Menschen, die sich selbst unterstützen, motivieren, für sich einstehen, haben ganz sicher höhere Chancen, erfolgreich ihre Ziele zu erreichen. Auf jeden Fall eher als Menschen, die sich selbst beschimpfen, sich nichts gönnen oder von sich erwarten, nur Schlechtes zu verdienen.
Aber auch selbstliebende Menschen erkranken, verlieren Angehörige, sind von Stellenabbau betroffen oder bekommen eine Wunschwohnung nicht. Selbstliebe ist kein Weg, um das Leben zu kontrollieren.
„Selbstliebe ist das Ziel.“
Jede Beziehung ist lebendig und kann an Tiefe gewinnen, solange sie währt. Warum sollte das in der Beziehung zu sich selbst anders sein? Ich bin überzeugt, wir können Selbstliebe bis zu unserem letzten Atemzug üben. Wir sind nie fertig damit. Selbstliebe ist also nicht das Ziel, sondern der Weg mit allen Höhen und Tiefen, die zu jedem Weg gehören.
Statt „Wenn ich mich endlich lieben kann, ist alles gut“ hin zu „Jede noch so kleine liebevolle Geste mir selbst gegenüber ist ein Schritt, der sich lohnt“.
„Selbstliebe ist Egoismus.“
In den vielen Jahren meiner Coachingtätigkeit begegneten mir erstaunlich oft Menschen, die mit Selbstliebe die Vorstellung verbanden, zur „Ego-Sau“ zu mutieren, nur noch an sich selbst zu denken und die Bedürfnisse aller anderen mindestens zu vernachlässigen. Ich erkläre mir das mit der Erziehung zu Bescheidenheit á la „Eigenlob stinkt“, bei der Selbstliebe schnell mit egozentrischer Selbstverliebtheit verwechselt wird.

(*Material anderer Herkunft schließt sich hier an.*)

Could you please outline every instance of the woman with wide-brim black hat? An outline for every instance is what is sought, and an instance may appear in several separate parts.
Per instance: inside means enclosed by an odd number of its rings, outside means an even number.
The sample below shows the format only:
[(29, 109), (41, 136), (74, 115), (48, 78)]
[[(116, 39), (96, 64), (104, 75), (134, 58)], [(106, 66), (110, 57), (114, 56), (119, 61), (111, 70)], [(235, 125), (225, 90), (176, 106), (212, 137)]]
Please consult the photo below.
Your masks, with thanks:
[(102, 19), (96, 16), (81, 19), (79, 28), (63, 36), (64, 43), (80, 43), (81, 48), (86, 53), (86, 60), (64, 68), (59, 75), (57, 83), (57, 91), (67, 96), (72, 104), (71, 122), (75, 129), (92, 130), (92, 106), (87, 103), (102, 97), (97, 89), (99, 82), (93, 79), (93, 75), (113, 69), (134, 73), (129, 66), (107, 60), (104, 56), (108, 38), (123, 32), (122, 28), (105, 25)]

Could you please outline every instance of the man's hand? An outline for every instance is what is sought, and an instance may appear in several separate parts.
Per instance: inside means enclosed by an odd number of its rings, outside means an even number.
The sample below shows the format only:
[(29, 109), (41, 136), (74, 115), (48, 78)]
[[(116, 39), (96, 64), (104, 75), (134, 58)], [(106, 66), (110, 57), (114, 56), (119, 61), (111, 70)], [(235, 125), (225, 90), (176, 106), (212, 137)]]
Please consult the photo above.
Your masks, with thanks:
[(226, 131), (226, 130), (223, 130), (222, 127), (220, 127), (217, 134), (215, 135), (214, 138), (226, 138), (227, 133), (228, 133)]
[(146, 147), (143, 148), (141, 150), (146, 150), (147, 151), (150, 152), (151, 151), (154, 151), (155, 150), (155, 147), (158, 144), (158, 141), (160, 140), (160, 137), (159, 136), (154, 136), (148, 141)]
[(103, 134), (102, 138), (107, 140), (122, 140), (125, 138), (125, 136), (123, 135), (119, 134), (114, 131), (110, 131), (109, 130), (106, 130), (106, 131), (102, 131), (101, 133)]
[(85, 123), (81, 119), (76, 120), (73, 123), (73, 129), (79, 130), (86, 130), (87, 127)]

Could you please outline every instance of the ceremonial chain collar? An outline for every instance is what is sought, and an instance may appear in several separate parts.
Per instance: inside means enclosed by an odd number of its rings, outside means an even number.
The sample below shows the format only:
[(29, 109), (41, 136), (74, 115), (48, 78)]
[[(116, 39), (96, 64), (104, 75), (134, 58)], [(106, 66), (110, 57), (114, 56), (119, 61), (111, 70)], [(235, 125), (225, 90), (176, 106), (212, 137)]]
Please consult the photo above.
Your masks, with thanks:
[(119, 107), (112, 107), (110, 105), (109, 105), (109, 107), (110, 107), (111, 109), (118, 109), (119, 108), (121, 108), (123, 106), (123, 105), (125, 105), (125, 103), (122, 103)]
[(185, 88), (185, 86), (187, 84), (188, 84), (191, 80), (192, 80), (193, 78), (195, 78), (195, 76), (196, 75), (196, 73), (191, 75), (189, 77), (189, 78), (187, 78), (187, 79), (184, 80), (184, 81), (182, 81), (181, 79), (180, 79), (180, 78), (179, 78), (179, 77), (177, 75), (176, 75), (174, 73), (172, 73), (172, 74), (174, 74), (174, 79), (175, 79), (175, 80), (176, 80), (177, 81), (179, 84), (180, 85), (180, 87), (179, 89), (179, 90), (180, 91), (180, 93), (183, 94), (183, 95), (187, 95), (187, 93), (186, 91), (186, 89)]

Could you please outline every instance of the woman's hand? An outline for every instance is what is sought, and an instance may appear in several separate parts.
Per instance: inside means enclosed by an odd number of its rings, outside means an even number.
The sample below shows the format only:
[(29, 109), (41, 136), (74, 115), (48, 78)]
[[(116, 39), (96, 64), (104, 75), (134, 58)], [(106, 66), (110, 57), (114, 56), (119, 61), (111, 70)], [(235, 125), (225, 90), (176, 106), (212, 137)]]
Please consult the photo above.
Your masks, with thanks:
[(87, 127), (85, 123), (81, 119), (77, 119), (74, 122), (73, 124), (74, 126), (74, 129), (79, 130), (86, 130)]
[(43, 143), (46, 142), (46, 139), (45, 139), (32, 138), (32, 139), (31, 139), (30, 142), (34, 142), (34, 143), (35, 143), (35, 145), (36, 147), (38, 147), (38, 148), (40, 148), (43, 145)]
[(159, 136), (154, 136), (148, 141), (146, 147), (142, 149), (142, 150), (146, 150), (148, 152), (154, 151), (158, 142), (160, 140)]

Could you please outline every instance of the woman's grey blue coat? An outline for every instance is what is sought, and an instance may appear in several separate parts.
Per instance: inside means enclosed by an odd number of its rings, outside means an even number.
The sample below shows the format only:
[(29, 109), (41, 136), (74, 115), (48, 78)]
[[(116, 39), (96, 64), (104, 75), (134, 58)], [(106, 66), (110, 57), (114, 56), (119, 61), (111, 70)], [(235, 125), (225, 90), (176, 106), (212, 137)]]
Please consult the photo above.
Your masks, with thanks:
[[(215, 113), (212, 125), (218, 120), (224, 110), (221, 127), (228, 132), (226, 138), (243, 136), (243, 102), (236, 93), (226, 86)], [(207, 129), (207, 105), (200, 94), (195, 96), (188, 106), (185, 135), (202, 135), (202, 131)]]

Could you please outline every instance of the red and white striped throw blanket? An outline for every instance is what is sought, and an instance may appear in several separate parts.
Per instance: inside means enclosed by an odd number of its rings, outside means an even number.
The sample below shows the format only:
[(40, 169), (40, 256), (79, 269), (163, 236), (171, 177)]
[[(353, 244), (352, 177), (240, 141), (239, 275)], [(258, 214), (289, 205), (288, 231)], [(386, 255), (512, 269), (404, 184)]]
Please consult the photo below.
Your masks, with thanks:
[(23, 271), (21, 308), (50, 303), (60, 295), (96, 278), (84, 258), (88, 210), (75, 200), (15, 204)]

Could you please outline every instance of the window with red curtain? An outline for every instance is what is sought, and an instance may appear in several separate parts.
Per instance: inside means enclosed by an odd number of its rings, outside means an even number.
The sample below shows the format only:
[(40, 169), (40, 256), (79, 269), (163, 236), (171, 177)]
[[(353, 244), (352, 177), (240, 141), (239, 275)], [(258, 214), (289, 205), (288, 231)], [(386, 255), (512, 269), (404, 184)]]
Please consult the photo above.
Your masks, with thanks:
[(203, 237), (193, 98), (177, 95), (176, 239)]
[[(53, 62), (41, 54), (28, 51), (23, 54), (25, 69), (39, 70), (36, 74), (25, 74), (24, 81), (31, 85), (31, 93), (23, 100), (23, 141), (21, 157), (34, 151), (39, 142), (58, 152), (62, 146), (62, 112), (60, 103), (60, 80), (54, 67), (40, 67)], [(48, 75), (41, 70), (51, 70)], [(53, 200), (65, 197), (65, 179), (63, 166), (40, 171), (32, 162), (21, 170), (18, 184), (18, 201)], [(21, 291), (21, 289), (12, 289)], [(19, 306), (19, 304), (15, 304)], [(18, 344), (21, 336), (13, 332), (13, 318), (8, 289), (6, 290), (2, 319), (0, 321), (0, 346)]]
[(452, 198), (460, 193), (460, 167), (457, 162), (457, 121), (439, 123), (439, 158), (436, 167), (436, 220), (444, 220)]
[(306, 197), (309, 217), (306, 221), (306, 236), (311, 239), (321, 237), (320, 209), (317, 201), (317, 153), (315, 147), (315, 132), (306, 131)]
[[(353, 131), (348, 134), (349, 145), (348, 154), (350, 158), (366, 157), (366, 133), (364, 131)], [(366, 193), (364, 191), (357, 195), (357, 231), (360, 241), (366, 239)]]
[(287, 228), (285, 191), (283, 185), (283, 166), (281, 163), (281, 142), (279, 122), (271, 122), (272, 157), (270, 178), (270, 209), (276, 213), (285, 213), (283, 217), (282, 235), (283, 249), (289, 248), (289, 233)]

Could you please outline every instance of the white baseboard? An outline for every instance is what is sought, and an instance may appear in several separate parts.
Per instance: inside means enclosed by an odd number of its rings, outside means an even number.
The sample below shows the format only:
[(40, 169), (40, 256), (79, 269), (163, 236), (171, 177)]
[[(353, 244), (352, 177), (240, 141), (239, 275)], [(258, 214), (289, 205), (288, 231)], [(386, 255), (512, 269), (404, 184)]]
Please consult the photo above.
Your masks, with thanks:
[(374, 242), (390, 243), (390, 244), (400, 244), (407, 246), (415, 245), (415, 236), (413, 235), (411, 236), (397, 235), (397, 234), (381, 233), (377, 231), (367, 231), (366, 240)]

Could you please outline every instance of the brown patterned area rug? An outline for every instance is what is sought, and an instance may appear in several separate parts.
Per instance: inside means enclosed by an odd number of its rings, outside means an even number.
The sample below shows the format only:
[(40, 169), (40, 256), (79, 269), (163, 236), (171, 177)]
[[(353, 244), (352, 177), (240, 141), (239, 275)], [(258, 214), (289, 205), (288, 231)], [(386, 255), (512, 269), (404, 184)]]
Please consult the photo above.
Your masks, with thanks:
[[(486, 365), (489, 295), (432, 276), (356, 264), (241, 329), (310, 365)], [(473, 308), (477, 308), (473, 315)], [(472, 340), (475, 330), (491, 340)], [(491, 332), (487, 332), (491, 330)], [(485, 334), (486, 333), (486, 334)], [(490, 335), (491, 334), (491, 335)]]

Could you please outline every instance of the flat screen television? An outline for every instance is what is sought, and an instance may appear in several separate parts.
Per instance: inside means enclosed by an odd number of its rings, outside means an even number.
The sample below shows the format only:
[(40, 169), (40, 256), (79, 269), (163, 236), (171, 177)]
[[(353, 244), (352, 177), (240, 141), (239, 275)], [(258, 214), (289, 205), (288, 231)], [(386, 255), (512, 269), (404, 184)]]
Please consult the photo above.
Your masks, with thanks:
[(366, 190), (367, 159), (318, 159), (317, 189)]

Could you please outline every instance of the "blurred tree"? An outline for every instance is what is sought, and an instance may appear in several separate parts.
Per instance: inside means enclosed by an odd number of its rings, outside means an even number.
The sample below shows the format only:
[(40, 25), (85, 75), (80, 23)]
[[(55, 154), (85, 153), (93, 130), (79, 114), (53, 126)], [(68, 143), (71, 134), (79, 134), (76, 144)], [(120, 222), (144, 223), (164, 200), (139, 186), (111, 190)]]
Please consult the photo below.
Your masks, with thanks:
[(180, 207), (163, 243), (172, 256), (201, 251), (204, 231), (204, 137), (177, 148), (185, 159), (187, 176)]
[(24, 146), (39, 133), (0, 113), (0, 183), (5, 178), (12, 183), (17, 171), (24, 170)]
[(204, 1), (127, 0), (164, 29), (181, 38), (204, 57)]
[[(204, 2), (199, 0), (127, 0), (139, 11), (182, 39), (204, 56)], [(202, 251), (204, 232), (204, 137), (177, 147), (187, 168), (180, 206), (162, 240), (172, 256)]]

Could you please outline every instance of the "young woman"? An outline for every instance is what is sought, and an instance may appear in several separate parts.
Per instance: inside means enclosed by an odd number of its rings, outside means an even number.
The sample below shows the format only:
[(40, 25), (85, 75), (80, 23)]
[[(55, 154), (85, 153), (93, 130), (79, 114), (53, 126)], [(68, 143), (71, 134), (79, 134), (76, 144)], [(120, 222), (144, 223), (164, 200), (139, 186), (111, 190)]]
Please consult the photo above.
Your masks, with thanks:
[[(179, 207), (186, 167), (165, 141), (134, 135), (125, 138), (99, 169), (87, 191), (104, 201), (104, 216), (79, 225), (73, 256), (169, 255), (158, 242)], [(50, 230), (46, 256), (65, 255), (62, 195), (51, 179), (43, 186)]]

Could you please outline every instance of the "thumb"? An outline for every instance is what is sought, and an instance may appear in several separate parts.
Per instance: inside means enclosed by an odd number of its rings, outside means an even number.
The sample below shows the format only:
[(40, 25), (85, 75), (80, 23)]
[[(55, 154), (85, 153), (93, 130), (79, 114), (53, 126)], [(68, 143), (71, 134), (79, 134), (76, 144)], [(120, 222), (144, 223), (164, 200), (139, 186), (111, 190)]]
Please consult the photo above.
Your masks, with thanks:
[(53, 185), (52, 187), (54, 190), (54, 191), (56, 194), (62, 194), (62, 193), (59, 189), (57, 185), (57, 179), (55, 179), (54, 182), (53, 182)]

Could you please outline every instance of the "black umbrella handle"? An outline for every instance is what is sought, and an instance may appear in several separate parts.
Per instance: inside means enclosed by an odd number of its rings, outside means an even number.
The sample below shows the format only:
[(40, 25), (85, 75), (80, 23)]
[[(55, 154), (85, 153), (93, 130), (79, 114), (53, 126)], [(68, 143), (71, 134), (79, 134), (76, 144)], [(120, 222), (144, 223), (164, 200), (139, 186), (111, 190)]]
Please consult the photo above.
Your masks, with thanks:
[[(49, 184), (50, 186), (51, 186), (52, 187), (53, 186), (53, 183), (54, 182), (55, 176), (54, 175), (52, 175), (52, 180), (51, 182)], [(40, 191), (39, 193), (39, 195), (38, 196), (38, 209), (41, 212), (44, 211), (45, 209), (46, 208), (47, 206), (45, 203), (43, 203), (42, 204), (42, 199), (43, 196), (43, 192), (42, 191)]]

Auch das ist die Falle des Schwarz-Weiß-Denkens: Entweder ich liebe mich und stelle mich über alle anderen. Oder ich liebe mich nicht und ordne mich den Bedürfnissen anderer unter. Dabei gibt es dazwischen auch den gesunden Egoismus, in dem man die eigenen Bedürfnisse genauso wichtig nimmt wie der anderen.
Sich selbst zu lieben bedeutet, sich gleichwertig wichtig zu nehmen. Nicht wichtiger als alle anderen, aber eben auch nicht weniger wertvoll.
Sich selbst lieben, muss das so kompliziert sein?
Bei so vielen Missverständnissen ist es kein Wunder, dass manche die mahnende Aufforderung „Liebe dich selbst!“ auf Instagram-Kacheln, in Podcasts und Büchern nicht mehr hören können. Einerseits soll man sich annehmen, wie man ist, andererseits gibt es überall Anleitungen, wie man noch besser werden kann. Aber ist Selbstliebe deswegen schlecht oder überflüssig?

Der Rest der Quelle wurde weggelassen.